We use about 15,000 litres (15kg) of air daily: the quality of air we breathe is vital to our health!
Transportation is the main source of air pollution. Through combustion of petrol and diesel, fuel-powered vehicles pollute the air through the release of gases and particles. As road traffic and the number of vehicles increase in Dakar, urban transportation is a major cause of air pollution.

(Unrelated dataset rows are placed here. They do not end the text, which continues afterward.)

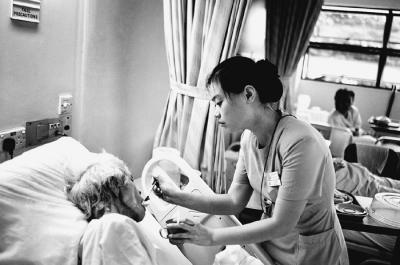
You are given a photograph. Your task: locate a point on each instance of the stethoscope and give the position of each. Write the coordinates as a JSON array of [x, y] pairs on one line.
[[266, 203]]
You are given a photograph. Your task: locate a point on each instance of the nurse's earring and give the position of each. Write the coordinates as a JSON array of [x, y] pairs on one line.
[[249, 93]]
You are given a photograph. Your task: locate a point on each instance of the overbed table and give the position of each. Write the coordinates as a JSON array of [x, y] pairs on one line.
[[367, 225]]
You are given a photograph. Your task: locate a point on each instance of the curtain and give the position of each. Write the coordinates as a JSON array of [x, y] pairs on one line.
[[290, 24], [198, 35]]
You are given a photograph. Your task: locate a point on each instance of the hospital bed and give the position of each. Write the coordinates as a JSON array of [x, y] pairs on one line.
[[38, 225]]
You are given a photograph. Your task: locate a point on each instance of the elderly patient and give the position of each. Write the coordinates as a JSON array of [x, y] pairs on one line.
[[106, 194], [358, 180]]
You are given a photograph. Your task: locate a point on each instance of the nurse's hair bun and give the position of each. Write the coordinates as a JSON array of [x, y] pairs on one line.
[[267, 77], [233, 74]]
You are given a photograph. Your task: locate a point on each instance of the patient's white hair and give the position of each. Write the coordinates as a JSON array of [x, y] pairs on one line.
[[93, 191]]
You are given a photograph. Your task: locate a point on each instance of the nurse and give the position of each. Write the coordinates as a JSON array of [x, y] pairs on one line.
[[283, 160]]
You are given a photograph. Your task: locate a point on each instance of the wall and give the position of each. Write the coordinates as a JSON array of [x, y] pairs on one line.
[[37, 61], [124, 83]]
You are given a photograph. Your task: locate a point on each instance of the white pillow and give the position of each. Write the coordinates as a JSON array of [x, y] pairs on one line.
[[38, 225]]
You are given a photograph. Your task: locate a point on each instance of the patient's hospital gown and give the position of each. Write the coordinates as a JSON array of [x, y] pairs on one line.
[[116, 239], [358, 180], [306, 171]]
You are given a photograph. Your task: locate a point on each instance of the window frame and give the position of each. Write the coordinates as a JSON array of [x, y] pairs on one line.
[[383, 52]]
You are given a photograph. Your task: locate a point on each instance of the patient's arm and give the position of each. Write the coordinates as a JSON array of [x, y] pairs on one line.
[[230, 203], [358, 180], [116, 239], [266, 229]]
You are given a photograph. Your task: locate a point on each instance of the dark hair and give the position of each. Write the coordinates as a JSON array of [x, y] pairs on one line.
[[343, 100], [235, 73]]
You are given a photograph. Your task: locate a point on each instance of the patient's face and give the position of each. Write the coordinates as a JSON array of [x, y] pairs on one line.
[[131, 202]]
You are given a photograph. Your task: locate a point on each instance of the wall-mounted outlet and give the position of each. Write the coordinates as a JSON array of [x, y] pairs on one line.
[[42, 130], [66, 122], [18, 134], [64, 104]]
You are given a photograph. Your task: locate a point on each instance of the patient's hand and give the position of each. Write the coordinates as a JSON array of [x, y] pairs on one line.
[[196, 233], [338, 163], [165, 188]]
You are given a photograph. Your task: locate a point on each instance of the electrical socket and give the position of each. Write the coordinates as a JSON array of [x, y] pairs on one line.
[[18, 134], [66, 122], [64, 104]]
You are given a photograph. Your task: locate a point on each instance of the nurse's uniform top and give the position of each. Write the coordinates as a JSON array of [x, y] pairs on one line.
[[304, 165]]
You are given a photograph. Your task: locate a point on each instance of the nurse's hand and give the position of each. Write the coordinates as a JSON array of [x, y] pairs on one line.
[[196, 233], [164, 187]]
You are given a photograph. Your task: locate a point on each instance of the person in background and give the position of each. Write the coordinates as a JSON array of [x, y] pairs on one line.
[[106, 194], [283, 160], [345, 114]]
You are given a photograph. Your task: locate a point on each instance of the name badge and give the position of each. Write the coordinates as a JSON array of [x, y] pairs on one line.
[[273, 179]]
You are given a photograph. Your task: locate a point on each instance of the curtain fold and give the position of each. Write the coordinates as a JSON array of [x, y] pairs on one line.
[[198, 35], [290, 24]]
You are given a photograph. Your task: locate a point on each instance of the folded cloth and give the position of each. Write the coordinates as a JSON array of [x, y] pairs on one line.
[[235, 255]]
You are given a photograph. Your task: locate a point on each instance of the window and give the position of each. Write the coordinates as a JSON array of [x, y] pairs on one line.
[[355, 46]]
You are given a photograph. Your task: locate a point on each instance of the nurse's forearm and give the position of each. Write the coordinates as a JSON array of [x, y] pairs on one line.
[[285, 217], [210, 203], [254, 232]]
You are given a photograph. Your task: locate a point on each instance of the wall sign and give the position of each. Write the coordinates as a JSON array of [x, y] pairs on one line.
[[26, 10]]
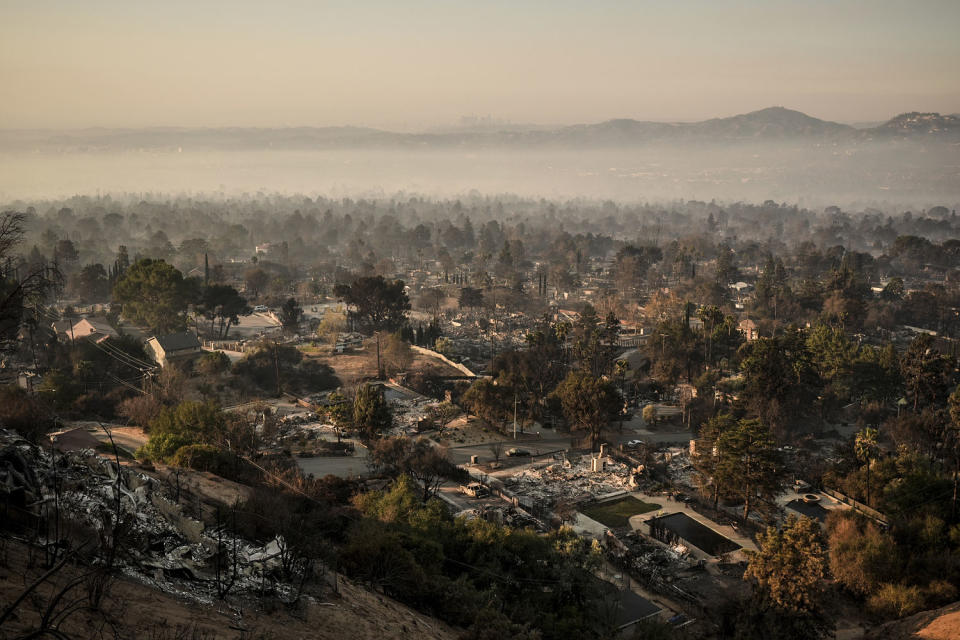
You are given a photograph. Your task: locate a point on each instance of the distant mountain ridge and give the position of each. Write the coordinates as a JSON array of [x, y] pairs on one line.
[[770, 124]]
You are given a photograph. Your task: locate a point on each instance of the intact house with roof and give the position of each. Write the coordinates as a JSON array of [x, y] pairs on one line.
[[175, 348], [96, 329]]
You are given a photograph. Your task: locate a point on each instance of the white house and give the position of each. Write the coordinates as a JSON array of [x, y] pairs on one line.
[[174, 348]]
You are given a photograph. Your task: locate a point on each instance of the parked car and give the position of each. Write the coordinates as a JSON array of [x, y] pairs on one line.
[[474, 490]]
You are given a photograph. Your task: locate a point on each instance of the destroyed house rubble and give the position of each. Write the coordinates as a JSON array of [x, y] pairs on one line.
[[573, 481], [161, 545]]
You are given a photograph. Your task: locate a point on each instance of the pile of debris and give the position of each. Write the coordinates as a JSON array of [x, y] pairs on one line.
[[160, 546], [577, 480], [652, 565]]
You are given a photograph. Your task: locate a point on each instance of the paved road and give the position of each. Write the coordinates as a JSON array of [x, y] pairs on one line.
[[342, 466], [551, 441]]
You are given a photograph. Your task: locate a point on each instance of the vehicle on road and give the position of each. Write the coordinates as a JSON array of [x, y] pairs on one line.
[[474, 490]]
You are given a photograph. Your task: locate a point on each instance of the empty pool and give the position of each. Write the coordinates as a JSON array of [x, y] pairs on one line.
[[681, 527]]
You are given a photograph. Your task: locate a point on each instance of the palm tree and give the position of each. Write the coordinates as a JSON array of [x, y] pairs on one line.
[[865, 446]]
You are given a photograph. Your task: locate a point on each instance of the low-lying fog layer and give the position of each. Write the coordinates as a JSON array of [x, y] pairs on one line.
[[808, 174]]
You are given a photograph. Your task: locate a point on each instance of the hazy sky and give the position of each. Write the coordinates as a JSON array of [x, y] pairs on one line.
[[417, 64]]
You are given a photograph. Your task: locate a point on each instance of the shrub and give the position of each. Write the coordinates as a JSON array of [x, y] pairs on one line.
[[161, 446], [22, 413], [203, 457], [213, 363], [896, 601]]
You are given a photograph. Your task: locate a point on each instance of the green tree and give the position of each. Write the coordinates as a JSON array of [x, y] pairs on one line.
[[749, 463], [708, 454], [290, 314], [213, 363], [927, 373], [153, 293], [790, 565], [781, 382], [21, 285], [371, 414], [442, 415], [90, 283], [255, 281], [186, 424], [378, 304], [865, 446], [222, 303], [588, 402], [952, 446]]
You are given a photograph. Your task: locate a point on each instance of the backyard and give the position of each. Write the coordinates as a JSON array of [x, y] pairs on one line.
[[618, 513]]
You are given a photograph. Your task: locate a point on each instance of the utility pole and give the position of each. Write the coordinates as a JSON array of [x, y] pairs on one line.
[[276, 365], [380, 373]]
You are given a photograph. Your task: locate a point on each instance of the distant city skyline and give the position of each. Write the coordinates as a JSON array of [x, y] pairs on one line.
[[427, 63]]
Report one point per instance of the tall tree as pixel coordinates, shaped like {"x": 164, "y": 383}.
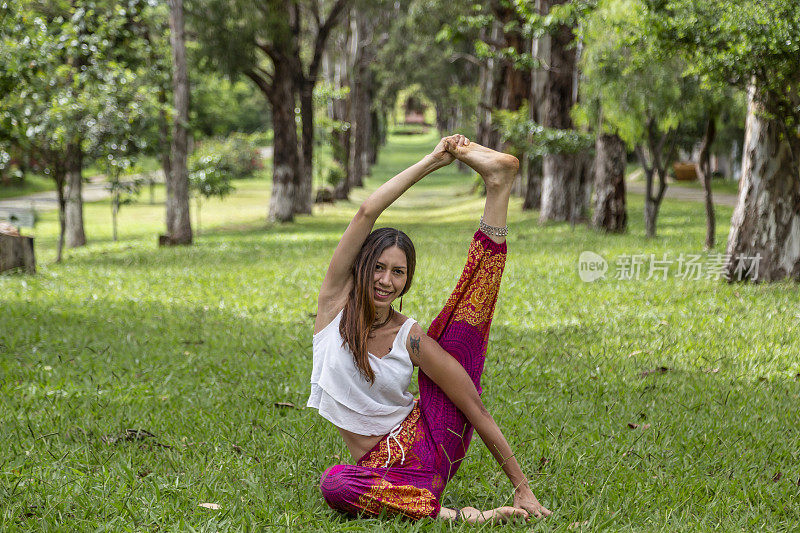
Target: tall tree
{"x": 561, "y": 186}
{"x": 753, "y": 46}
{"x": 610, "y": 213}
{"x": 179, "y": 225}
{"x": 642, "y": 91}
{"x": 270, "y": 43}
{"x": 65, "y": 62}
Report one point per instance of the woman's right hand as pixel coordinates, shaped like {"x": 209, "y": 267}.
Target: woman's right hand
{"x": 440, "y": 155}
{"x": 443, "y": 153}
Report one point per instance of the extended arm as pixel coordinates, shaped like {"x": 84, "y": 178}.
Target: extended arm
{"x": 336, "y": 284}
{"x": 451, "y": 377}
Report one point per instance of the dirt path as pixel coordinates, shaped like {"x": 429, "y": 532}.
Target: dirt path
{"x": 93, "y": 191}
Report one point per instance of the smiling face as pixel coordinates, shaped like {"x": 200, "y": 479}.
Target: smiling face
{"x": 390, "y": 276}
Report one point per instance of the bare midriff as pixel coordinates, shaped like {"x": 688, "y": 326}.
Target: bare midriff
{"x": 359, "y": 445}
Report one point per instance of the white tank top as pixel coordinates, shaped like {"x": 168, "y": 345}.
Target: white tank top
{"x": 344, "y": 397}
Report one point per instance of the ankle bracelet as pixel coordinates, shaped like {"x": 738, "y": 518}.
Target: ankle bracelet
{"x": 496, "y": 231}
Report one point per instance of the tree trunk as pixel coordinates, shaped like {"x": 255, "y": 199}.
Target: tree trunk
{"x": 766, "y": 220}
{"x": 60, "y": 178}
{"x": 179, "y": 225}
{"x": 610, "y": 213}
{"x": 533, "y": 189}
{"x": 114, "y": 211}
{"x": 490, "y": 77}
{"x": 704, "y": 172}
{"x": 360, "y": 103}
{"x": 285, "y": 156}
{"x": 335, "y": 71}
{"x": 559, "y": 170}
{"x": 163, "y": 143}
{"x": 303, "y": 194}
{"x": 75, "y": 234}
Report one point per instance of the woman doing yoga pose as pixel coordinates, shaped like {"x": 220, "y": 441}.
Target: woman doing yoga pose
{"x": 407, "y": 450}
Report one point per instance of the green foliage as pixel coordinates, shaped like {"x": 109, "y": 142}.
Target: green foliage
{"x": 739, "y": 43}
{"x": 80, "y": 76}
{"x": 630, "y": 81}
{"x": 531, "y": 138}
{"x": 197, "y": 344}
{"x": 218, "y": 160}
{"x": 221, "y": 106}
{"x": 335, "y": 174}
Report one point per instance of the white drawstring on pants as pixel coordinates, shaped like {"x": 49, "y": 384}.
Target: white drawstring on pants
{"x": 393, "y": 434}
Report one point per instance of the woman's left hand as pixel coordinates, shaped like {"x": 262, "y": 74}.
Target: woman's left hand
{"x": 524, "y": 499}
{"x": 441, "y": 154}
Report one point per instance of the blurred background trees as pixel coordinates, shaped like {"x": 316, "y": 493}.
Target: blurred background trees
{"x": 588, "y": 93}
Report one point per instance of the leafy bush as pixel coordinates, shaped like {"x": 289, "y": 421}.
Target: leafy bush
{"x": 335, "y": 174}
{"x": 235, "y": 157}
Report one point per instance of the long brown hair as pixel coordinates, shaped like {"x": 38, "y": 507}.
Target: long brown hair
{"x": 359, "y": 311}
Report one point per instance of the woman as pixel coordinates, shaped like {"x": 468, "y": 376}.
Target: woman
{"x": 406, "y": 450}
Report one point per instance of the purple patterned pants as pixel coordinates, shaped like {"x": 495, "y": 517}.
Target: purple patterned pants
{"x": 406, "y": 474}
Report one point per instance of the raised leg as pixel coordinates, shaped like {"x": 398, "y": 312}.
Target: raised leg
{"x": 498, "y": 171}
{"x": 462, "y": 327}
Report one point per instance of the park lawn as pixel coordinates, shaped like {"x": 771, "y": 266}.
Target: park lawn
{"x": 635, "y": 405}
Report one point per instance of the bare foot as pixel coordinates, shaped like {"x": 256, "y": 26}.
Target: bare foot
{"x": 496, "y": 168}
{"x": 498, "y": 515}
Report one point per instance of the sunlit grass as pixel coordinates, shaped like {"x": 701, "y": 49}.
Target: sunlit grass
{"x": 197, "y": 344}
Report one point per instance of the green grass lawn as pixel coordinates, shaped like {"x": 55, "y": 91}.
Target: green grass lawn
{"x": 649, "y": 405}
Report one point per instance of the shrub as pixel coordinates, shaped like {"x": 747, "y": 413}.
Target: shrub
{"x": 236, "y": 157}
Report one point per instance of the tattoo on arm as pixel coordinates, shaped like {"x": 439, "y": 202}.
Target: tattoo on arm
{"x": 414, "y": 341}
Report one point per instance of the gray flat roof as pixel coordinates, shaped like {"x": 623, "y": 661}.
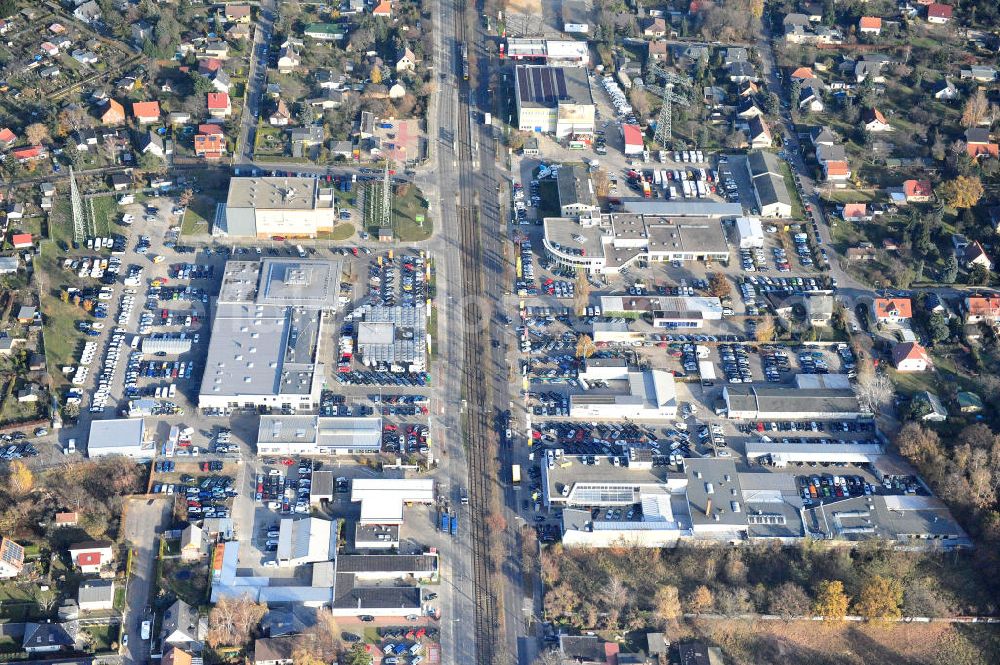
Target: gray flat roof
{"x": 272, "y": 193}
{"x": 713, "y": 486}
{"x": 545, "y": 87}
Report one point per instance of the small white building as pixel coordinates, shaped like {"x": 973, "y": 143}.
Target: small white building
{"x": 750, "y": 233}
{"x": 121, "y": 436}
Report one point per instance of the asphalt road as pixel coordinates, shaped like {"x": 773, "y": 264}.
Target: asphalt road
{"x": 144, "y": 520}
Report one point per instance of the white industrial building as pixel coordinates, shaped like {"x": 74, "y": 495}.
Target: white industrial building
{"x": 607, "y": 244}
{"x": 306, "y": 540}
{"x": 121, "y": 436}
{"x": 268, "y": 207}
{"x": 318, "y": 435}
{"x": 554, "y": 100}
{"x": 643, "y": 395}
{"x": 783, "y": 454}
{"x": 750, "y": 232}
{"x": 382, "y": 499}
{"x": 267, "y": 329}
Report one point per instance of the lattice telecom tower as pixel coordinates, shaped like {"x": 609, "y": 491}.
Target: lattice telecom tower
{"x": 664, "y": 128}
{"x": 79, "y": 216}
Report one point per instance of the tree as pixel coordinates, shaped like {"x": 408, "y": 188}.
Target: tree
{"x": 719, "y": 286}
{"x": 831, "y": 602}
{"x": 874, "y": 391}
{"x": 666, "y": 605}
{"x": 232, "y": 620}
{"x": 701, "y": 600}
{"x": 20, "y": 478}
{"x": 585, "y": 347}
{"x": 765, "y": 330}
{"x": 976, "y": 110}
{"x": 962, "y": 192}
{"x": 880, "y": 599}
{"x": 36, "y": 133}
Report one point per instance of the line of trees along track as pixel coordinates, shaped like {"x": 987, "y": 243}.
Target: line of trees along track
{"x": 488, "y": 545}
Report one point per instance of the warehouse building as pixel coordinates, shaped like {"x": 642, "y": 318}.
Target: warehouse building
{"x": 268, "y": 207}
{"x": 554, "y": 100}
{"x": 305, "y": 541}
{"x": 318, "y": 435}
{"x": 576, "y": 192}
{"x": 394, "y": 335}
{"x": 121, "y": 436}
{"x": 783, "y": 454}
{"x": 750, "y": 402}
{"x": 769, "y": 185}
{"x": 607, "y": 244}
{"x": 638, "y": 395}
{"x": 269, "y": 319}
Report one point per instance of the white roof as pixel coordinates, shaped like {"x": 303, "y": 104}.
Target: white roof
{"x": 382, "y": 499}
{"x": 115, "y": 434}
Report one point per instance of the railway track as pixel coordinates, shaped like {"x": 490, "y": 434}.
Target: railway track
{"x": 479, "y": 432}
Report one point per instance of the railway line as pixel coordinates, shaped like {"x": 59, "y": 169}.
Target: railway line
{"x": 480, "y": 434}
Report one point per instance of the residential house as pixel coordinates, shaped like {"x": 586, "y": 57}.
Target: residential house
{"x": 219, "y": 105}
{"x": 91, "y": 556}
{"x": 192, "y": 547}
{"x": 917, "y": 191}
{"x": 874, "y": 121}
{"x": 281, "y": 115}
{"x": 979, "y": 309}
{"x": 979, "y": 73}
{"x": 326, "y": 32}
{"x": 892, "y": 310}
{"x": 969, "y": 402}
{"x": 939, "y": 13}
{"x": 216, "y": 48}
{"x": 288, "y": 58}
{"x": 153, "y": 144}
{"x": 654, "y": 27}
{"x": 96, "y": 595}
{"x": 975, "y": 255}
{"x": 210, "y": 146}
{"x": 946, "y": 91}
{"x": 657, "y": 50}
{"x": 759, "y": 133}
{"x": 146, "y": 112}
{"x": 11, "y": 558}
{"x": 114, "y": 114}
{"x": 274, "y": 650}
{"x": 48, "y": 637}
{"x": 810, "y": 99}
{"x": 406, "y": 62}
{"x": 88, "y": 12}
{"x": 741, "y": 72}
{"x": 28, "y": 153}
{"x": 855, "y": 212}
{"x": 870, "y": 25}
{"x": 237, "y": 13}
{"x": 910, "y": 357}
{"x": 180, "y": 625}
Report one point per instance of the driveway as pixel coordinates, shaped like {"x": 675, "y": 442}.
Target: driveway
{"x": 145, "y": 519}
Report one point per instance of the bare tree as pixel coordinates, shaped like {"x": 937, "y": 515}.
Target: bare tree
{"x": 875, "y": 391}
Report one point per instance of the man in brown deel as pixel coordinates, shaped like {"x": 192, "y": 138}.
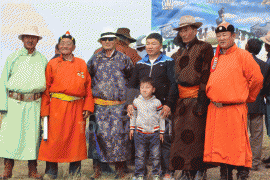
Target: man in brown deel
{"x": 192, "y": 69}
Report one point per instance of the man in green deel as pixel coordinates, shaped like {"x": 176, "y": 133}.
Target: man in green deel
{"x": 21, "y": 84}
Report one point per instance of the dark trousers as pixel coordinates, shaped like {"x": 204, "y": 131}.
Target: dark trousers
{"x": 226, "y": 172}
{"x": 165, "y": 149}
{"x": 52, "y": 168}
{"x": 144, "y": 142}
{"x": 255, "y": 124}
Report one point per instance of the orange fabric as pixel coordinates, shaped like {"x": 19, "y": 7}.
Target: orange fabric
{"x": 125, "y": 49}
{"x": 107, "y": 102}
{"x": 66, "y": 126}
{"x": 188, "y": 92}
{"x": 236, "y": 79}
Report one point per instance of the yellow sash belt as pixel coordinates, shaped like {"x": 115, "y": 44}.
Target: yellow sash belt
{"x": 188, "y": 92}
{"x": 107, "y": 102}
{"x": 65, "y": 97}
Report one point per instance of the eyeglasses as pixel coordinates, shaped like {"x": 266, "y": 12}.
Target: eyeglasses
{"x": 65, "y": 43}
{"x": 107, "y": 39}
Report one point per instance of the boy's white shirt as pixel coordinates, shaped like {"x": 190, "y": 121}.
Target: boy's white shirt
{"x": 146, "y": 116}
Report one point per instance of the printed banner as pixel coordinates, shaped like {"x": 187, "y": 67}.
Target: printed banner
{"x": 251, "y": 18}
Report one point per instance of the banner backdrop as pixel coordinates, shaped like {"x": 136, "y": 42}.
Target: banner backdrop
{"x": 251, "y": 18}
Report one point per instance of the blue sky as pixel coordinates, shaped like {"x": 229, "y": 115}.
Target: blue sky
{"x": 85, "y": 20}
{"x": 242, "y": 13}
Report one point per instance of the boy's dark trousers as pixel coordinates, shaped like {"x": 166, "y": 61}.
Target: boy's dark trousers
{"x": 144, "y": 142}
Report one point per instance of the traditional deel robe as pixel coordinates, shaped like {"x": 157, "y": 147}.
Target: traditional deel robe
{"x": 110, "y": 76}
{"x": 20, "y": 131}
{"x": 124, "y": 48}
{"x": 236, "y": 79}
{"x": 192, "y": 69}
{"x": 66, "y": 126}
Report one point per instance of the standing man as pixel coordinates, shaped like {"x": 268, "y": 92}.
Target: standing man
{"x": 257, "y": 109}
{"x": 266, "y": 91}
{"x": 67, "y": 102}
{"x": 140, "y": 46}
{"x": 57, "y": 51}
{"x": 192, "y": 66}
{"x": 21, "y": 84}
{"x": 110, "y": 71}
{"x": 122, "y": 45}
{"x": 235, "y": 80}
{"x": 160, "y": 68}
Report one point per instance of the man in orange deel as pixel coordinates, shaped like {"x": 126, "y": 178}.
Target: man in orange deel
{"x": 235, "y": 80}
{"x": 66, "y": 103}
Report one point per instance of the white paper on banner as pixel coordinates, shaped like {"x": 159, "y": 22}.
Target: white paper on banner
{"x": 45, "y": 130}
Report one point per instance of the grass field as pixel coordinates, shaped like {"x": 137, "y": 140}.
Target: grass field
{"x": 20, "y": 170}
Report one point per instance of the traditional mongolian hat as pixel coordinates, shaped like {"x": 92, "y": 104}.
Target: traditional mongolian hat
{"x": 107, "y": 32}
{"x": 211, "y": 38}
{"x": 67, "y": 35}
{"x": 30, "y": 30}
{"x": 266, "y": 38}
{"x": 223, "y": 27}
{"x": 139, "y": 42}
{"x": 188, "y": 21}
{"x": 125, "y": 32}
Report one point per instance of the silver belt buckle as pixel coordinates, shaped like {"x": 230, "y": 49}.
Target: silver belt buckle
{"x": 219, "y": 105}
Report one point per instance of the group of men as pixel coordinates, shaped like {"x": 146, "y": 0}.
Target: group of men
{"x": 204, "y": 97}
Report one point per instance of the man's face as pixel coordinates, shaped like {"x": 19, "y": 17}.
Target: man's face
{"x": 267, "y": 47}
{"x": 66, "y": 46}
{"x": 187, "y": 34}
{"x": 108, "y": 43}
{"x": 30, "y": 41}
{"x": 153, "y": 47}
{"x": 225, "y": 39}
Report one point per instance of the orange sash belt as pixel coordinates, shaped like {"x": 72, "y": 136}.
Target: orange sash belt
{"x": 107, "y": 102}
{"x": 188, "y": 92}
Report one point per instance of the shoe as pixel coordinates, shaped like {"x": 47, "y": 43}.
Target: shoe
{"x": 97, "y": 170}
{"x": 138, "y": 178}
{"x": 49, "y": 176}
{"x": 255, "y": 168}
{"x": 266, "y": 161}
{"x": 9, "y": 164}
{"x": 168, "y": 177}
{"x": 200, "y": 175}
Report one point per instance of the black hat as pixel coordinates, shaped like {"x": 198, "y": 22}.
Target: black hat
{"x": 67, "y": 35}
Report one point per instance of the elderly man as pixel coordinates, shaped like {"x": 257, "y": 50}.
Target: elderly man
{"x": 257, "y": 109}
{"x": 110, "y": 70}
{"x": 266, "y": 90}
{"x": 21, "y": 84}
{"x": 67, "y": 102}
{"x": 159, "y": 67}
{"x": 122, "y": 45}
{"x": 192, "y": 66}
{"x": 235, "y": 80}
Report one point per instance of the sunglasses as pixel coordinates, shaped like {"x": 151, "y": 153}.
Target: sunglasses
{"x": 107, "y": 39}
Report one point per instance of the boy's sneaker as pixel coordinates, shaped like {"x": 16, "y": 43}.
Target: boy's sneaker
{"x": 168, "y": 177}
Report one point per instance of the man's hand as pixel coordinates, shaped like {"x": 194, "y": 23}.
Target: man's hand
{"x": 130, "y": 110}
{"x": 86, "y": 114}
{"x": 131, "y": 133}
{"x": 165, "y": 112}
{"x": 161, "y": 137}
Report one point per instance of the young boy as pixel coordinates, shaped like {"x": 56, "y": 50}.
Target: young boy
{"x": 149, "y": 128}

The major pollutants responsible for air pollution include:
- Hydrocarbons and their additives including lead and sulphur
- Combustion by-products (carbon monoxide, unburnt hydrocarbons, nitrogen monoxide and soot)
While awareness of the health impact of urban traffic hazards is high in the countries of the North (as evidenced by the manufacturing of new environmentally friendly vehicles), the contrary is true in the countries of the South, where there is little or no control on the importation of highly polluting second-hand vehicles (over 10 years old).
The global automobile fleet already surpasses one billion (source: International Organisation of Automobile Constructors-OICA) and according to the United Nations, between now and 2050 this figure is likely to triple.
As the following statistics show, air pollution affects human health, causing:
- 40% of all strokes
- 40% of all coronary artery diseases
- 11% of all chronic obstructive pulmonary diseases
- 6% of lung cancers
- 3% of chronic infections of the lower respiratory tract in children
The ecological consequences of air pollution are equally appalling; petroleum processing - from extraction to their combustion - releases harmful pollutants into the air, water and soil.